In late June, the Independent Chief Inspector of Borders and Immigration delivered the verdict that explains the whole mess: asylum decision-making declined to an 'unacceptable level' as the initial backlog was cleared. Caseworkers were pushed for throughput. Decisions got faster and worse. And every bad decision has a built-in second act — an appeal, a tribunal date, a barrister, a hotel bill running the whole time.

This is the public sector productivity illusion in its purest form: declare victory on the number you control, and let the wreckage pile up in someone else's statistics.
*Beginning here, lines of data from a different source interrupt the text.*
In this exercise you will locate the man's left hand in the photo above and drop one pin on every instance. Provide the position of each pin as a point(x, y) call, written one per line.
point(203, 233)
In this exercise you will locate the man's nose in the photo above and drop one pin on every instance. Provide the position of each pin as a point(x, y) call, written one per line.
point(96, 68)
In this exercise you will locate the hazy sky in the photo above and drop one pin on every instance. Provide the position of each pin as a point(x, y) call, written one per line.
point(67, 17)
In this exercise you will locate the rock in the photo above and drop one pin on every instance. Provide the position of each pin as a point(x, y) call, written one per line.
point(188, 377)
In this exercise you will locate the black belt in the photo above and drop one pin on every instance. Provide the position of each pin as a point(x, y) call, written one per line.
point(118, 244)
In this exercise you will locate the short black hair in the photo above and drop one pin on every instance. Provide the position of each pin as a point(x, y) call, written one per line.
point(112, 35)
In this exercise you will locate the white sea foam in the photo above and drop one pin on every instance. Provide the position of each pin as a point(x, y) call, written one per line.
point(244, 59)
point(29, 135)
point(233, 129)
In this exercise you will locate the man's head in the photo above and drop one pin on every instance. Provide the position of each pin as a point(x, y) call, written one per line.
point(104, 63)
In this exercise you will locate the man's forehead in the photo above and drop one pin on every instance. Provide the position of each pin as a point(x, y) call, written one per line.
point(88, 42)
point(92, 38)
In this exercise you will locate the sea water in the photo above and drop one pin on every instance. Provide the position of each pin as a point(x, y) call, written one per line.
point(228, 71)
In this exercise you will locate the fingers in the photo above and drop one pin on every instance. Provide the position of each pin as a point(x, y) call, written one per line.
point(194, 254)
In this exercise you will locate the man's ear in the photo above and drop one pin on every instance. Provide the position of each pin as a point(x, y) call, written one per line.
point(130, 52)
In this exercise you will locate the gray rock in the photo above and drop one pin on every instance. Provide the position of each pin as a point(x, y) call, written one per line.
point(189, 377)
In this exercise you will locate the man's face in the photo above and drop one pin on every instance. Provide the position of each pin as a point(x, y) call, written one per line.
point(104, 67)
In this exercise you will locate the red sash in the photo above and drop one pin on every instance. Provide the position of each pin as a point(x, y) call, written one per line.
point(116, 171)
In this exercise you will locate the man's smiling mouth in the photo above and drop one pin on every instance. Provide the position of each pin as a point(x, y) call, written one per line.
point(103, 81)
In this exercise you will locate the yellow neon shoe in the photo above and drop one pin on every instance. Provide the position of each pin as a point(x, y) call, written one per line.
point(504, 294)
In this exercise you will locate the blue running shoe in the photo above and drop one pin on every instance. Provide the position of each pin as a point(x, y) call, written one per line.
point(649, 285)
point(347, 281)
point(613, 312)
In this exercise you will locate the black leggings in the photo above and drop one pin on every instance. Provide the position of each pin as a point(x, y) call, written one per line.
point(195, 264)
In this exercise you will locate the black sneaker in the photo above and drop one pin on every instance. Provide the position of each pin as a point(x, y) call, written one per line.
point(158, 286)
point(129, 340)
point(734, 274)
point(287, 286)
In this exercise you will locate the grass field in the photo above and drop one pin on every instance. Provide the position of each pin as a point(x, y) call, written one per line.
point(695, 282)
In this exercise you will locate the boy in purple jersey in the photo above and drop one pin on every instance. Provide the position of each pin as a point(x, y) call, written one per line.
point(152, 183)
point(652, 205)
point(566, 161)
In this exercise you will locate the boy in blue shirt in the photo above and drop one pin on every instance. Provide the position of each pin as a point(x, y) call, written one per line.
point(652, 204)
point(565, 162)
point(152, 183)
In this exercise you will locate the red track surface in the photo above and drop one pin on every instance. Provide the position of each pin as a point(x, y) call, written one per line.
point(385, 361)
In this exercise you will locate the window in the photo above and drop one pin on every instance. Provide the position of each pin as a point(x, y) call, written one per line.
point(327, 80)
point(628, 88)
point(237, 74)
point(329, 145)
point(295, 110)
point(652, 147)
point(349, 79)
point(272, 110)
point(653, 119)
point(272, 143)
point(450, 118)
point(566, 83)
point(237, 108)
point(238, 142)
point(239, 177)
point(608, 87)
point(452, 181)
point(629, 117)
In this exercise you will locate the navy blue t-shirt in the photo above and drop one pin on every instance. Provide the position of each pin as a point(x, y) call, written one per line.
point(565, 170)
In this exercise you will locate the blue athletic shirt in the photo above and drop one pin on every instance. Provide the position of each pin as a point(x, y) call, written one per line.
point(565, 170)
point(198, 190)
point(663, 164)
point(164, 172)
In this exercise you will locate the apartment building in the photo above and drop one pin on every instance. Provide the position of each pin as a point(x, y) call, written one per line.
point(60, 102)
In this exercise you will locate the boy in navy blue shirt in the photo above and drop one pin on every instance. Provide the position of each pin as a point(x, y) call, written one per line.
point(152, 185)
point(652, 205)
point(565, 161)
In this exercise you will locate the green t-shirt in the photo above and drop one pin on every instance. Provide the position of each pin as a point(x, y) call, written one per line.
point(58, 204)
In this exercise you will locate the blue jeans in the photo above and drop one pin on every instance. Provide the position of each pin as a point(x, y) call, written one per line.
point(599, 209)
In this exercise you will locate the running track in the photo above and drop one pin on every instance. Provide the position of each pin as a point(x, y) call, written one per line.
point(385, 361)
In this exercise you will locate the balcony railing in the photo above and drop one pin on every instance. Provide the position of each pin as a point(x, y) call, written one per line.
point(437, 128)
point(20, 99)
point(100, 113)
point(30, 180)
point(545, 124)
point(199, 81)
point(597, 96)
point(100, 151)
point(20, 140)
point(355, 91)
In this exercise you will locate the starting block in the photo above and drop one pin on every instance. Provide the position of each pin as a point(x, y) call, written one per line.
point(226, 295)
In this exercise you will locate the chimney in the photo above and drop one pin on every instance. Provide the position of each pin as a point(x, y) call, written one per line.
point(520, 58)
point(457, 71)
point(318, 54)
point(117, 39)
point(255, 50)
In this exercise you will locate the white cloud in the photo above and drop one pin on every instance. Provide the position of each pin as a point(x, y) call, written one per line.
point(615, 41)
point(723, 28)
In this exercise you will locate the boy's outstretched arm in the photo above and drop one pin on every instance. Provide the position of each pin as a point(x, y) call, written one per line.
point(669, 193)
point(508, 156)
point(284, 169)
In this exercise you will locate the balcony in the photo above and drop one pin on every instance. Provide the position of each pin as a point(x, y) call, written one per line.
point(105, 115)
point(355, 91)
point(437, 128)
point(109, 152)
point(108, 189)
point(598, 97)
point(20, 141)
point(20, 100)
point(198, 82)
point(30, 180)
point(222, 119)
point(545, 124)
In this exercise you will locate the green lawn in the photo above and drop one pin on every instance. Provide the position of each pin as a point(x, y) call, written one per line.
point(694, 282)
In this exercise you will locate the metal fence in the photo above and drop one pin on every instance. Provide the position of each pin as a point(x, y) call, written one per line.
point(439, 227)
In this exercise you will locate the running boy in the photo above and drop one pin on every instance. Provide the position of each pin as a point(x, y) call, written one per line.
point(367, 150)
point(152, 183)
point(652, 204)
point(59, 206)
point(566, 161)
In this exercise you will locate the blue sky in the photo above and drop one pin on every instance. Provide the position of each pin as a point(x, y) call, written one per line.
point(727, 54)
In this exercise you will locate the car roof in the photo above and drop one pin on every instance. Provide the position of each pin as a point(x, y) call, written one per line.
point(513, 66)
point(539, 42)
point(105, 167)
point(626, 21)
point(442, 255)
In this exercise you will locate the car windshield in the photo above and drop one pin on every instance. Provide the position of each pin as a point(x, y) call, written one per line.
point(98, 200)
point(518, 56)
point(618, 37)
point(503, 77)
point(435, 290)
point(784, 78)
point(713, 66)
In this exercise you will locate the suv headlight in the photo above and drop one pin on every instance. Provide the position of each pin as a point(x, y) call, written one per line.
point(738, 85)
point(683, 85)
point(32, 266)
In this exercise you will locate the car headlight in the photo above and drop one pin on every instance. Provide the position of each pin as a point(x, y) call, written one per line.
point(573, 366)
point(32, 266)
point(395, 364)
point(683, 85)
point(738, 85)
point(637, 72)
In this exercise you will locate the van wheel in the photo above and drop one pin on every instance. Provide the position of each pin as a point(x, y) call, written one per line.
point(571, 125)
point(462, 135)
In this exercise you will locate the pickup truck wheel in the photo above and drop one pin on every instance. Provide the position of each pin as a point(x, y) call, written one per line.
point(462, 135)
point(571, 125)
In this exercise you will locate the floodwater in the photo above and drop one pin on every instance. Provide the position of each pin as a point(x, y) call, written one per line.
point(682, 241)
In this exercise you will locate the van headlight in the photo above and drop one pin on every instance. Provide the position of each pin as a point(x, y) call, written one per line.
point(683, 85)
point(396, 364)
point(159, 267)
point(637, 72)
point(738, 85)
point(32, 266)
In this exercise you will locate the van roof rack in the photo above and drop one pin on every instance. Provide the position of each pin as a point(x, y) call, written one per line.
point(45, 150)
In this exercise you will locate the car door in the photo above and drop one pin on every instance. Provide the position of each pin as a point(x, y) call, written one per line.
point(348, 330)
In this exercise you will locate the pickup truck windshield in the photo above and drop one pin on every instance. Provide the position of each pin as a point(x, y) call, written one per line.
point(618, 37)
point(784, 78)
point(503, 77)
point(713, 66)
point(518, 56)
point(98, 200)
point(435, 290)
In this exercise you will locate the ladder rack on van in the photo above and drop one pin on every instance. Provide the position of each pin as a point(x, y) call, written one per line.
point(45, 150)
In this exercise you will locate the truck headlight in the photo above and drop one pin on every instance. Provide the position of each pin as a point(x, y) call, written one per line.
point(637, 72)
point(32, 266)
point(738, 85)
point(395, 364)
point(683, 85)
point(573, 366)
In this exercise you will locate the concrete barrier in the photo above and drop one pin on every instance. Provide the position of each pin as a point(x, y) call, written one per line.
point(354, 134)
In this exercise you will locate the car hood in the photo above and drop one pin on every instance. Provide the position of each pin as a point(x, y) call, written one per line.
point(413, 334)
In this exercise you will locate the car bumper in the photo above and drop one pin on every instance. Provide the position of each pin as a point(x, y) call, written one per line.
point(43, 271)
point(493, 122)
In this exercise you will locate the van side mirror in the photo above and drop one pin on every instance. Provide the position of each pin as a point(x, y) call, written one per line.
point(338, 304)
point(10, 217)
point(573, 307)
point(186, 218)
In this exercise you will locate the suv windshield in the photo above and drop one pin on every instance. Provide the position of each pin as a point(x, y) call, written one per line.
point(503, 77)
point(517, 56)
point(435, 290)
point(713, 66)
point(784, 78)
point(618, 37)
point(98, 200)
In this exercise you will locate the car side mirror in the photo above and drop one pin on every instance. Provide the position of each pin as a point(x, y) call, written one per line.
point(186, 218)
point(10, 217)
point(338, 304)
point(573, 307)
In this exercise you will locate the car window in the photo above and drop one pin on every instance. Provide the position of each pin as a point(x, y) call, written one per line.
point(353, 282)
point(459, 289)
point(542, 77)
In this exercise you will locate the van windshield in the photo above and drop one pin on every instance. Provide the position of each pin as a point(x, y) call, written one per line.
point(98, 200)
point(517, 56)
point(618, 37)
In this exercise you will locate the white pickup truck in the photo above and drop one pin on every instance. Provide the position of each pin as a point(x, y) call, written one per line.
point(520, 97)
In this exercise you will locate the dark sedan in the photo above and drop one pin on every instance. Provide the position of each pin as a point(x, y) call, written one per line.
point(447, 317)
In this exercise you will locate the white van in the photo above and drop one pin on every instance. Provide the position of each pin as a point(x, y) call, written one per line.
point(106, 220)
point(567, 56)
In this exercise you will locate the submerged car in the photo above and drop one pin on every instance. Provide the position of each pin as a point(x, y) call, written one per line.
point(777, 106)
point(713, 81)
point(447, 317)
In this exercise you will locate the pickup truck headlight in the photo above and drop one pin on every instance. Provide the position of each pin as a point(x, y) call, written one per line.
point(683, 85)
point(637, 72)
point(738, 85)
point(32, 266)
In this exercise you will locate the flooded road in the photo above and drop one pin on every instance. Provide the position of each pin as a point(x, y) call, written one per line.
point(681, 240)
What 87,000 Actually Costs

An appeals backlog is not an abstraction. Every one of those 87,000 cases is a person in the support system — accommodation, subsistence, legal aid — for the months or years the tribunal queue now takes. The same government that wants credit for charging asylum seekers £10,000 towards their accommodation is running a decision system that manufactures the very delays that make the accommodation bill enormous. The £4 billion annual support cost and the 87,000-case appeals queue are not two separate stories. They are cause and effect.

Twice In, Once Out

A system receiving appeals at double the rate it resolves them has no plan — it has a trajectory. Tribunal capacity cannot be conjured overnight; judges and legal-aid capacity are years in the making. Which means the 87,000 becomes 100,000 on a schedule you can already draw with a ruler. Ministers know this. It is why the announcements are always about charges, crackdowns and bills — anything but the pipeline arithmetic they have stopped quoting.

What Reform UK Would Do

Reform UK would fix the incentive rather than the press release. Get the first decision right: properly staffed, properly supervised casework with quality targets, not just speed targets. Remove those with no right to be here promptly, so appeals cannot function as a years-long residence strategy. And stop measuring success by the size of one queue while a bigger one grows next door.

A backlog that changes address is not a backlog cleared. Britain deserves a Home Office that can count — and a government honest enough to publish both queues in the same sentence.